Lent Stretches The Attitudes Of Contemporary Christians
I told Ed that I was at the dentist recently to deal with cavities that had materialized like weeds attacking my teeth. “You must have been lazy about brushing your teeth, as seven cavities sound like you only brushed your teeth on Sundays,” Ed observed.
I confessed that I avoided regular dental appointments the last couple of years. I used the threat of covid to keep well away from my dentist. My dentist is a nice guy, but I try to avoid him if I can.
Ed said that is how he feels about his wife’s pastor. He is an okay fellow, but Ed avoids him as much as possible. Since his wife Ruby occasionally goes to church, there is no need for Ed to go too. My old neighbor informed me that he’s in a good place without church services or clergy disturbing his peace. He feels satisfied that he’s not bad enough for hell, and that is enough for now.
One writer has commented that the church season of Lent is in trouble because it doesn’t reflect the values and attitudes of today’s Christians. Lent is a penitential period beginning 40 days before Easter, excluding Sundays. Lent begins on Ash Wednesday with the tradition of being marked by a cross of ashes on one’s forehead.

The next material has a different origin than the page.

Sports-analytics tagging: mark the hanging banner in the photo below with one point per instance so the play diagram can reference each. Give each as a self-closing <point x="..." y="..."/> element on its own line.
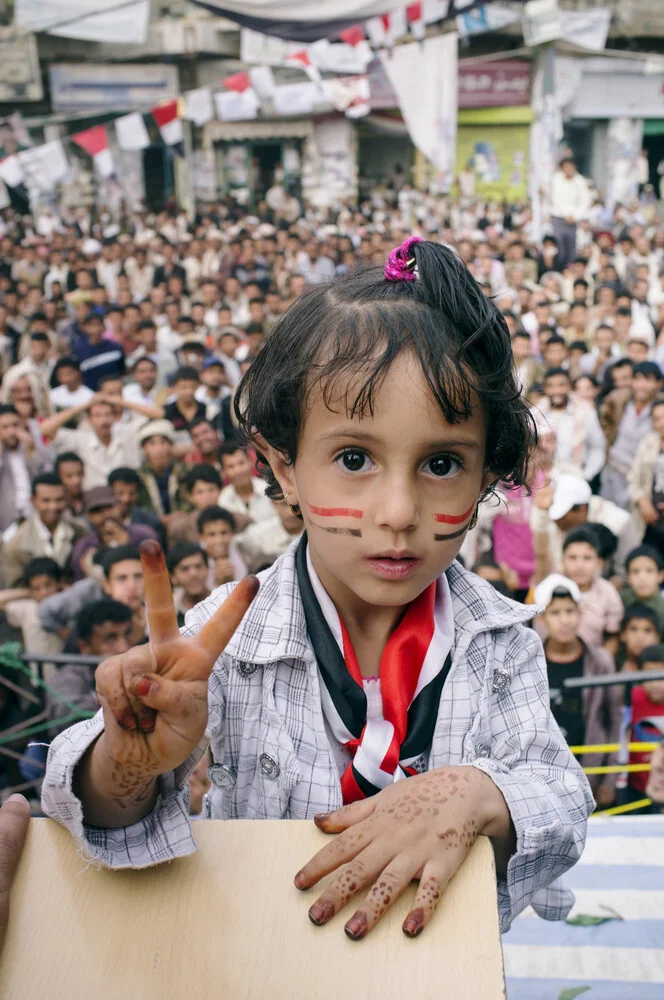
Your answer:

Ashes marked on our forehead in a cross remind us that we will die. We are dust, and to dust, we will return. (Gen. 3:19) Jesus spent 40 days in the wilderness fasting with prayer and overcoming the devil’s temptations. Jesus did this for us, who, as humans, do not overcome all temptations. Not only was Jesus able to conquer temptation and sin, but He died for the forgiveness of our sins and arose in victory over death. Now death leads to eternal life with Jesus for those who trust him.

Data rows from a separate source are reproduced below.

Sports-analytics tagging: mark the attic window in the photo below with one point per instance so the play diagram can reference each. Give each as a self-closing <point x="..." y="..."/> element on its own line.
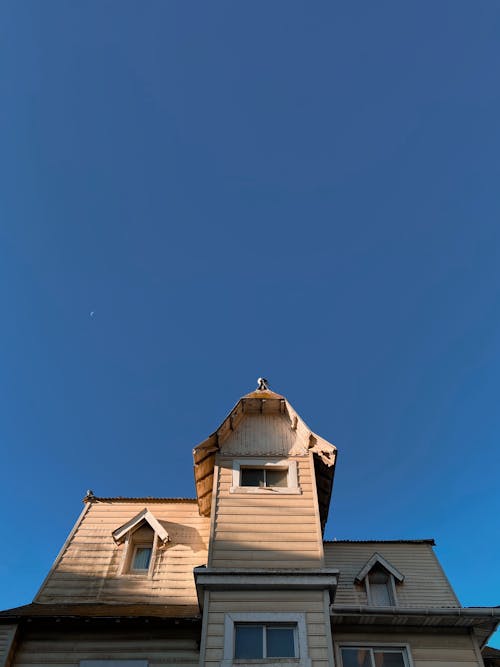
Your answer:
<point x="380" y="578"/>
<point x="141" y="558"/>
<point x="265" y="476"/>
<point x="141" y="536"/>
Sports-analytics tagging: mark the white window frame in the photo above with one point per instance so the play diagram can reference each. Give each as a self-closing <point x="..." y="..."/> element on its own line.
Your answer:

There isn’t a great eagerness for people to admit with sorrow that they have sinned and that they are sinners before God, others, and themselves. Most agree with the words of the rock song ‘Human,’ “Maybe I’m foolish, maybe I’m blind, but I’m only human after all, don’t put your blame on me.” We don’t want to accept the truth that we are to blame for the sins we commit.
Jesus says that what we do as believers together is not about showing off before each other. When we worship, give to the needy, pray, or fast, they are to be done simply and sincerely for God’s recognition without glorifying ourselves. Ashes on the forehead can be meaningless before God if there is no desire in our heart to return to God in confession, prayer, and newness of attitude towards God’s will and away from our own will.
Psalm 51: 1-12 is often used on Ash Wednesday because King David fell in temptation and sin and was unaware of his guilt before God and all people. Nathan, the prophet, confronted David and David became aware of how sinful he had been. (2 Samuel 12:1-23)
Lent invites us to pray: O God, blot out my iniquity and create in me a pure heart. Renew a right spirit within me. Cast me not from your presence and restore to me your salvation’s joy. (Psalm 51: 9-10)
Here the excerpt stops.